Jonah was the first of the prophetic books Luther translated. Others
appeared separately over the next few years, before a complete translation of
the Prophets was issued in 1532. According to Luther, Jonah was "well suited for
the present time" immediately following the Peasants' War because it taught
trust in God and reminded readers of Christ's death and resurrection. It was
printed sixteen times in 1526 alone, thirteen in German and three in Latin.
Reformation pamphlets commonly had woodcuts on their covers or title pages. The
woodcut on the title page of this unbound Augsburg printing of the pamphlet
shows Jonah at various points in his story.
The library of Leander van Ess, a Roman Catholic priest, was particularly
strong in materials on the German Reformation, and contained a number of
Luther's "Flugschriften," literally "flying writings," ephemeral pamphlets such
as this one.

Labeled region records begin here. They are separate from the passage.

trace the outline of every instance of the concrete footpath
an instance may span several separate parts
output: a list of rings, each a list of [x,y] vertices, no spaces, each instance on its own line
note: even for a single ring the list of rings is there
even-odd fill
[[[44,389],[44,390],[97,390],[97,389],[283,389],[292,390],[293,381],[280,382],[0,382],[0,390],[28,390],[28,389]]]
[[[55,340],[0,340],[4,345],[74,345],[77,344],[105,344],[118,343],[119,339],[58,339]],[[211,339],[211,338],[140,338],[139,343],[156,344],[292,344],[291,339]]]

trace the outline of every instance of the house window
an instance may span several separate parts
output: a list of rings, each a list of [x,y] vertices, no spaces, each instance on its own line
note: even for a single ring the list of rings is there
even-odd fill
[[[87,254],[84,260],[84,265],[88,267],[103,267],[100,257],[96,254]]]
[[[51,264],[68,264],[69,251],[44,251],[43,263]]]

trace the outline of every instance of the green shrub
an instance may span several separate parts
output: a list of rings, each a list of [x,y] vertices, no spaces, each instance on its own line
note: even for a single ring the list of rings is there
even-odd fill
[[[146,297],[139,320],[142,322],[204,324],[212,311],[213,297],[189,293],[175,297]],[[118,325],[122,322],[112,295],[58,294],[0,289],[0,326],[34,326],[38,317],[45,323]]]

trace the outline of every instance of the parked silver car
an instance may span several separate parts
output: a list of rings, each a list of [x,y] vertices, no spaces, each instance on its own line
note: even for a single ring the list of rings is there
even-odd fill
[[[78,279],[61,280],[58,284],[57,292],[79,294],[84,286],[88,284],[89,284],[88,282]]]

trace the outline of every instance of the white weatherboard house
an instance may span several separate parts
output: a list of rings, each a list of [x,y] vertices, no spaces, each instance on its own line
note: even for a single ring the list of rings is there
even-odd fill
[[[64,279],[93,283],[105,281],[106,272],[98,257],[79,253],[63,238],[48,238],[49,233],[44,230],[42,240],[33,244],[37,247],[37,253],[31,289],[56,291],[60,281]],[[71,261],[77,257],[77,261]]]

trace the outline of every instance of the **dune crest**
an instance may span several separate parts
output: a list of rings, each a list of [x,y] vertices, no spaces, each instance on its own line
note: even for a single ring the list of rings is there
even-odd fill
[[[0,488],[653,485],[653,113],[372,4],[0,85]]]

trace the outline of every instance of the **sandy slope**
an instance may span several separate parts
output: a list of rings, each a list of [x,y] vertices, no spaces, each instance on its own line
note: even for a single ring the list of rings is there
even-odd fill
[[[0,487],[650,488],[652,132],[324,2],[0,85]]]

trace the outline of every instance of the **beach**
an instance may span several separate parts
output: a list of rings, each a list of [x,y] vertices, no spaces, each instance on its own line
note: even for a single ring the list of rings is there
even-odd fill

He kept these pamphlets in a separate part of his collection and
they have been reconstructed on the basis of numbered stickers which remain on
most of them. A man far ahead of his time, van Ess instituted a number of
reforms in his Marburg church, including the use of vernacular throughout the
service, turning the priest to face the congregation, and giving detailed
explanations of what was going on as mass was celebrated. He was a very popular
preacher and his sermons attracted both Catholics and Protestants.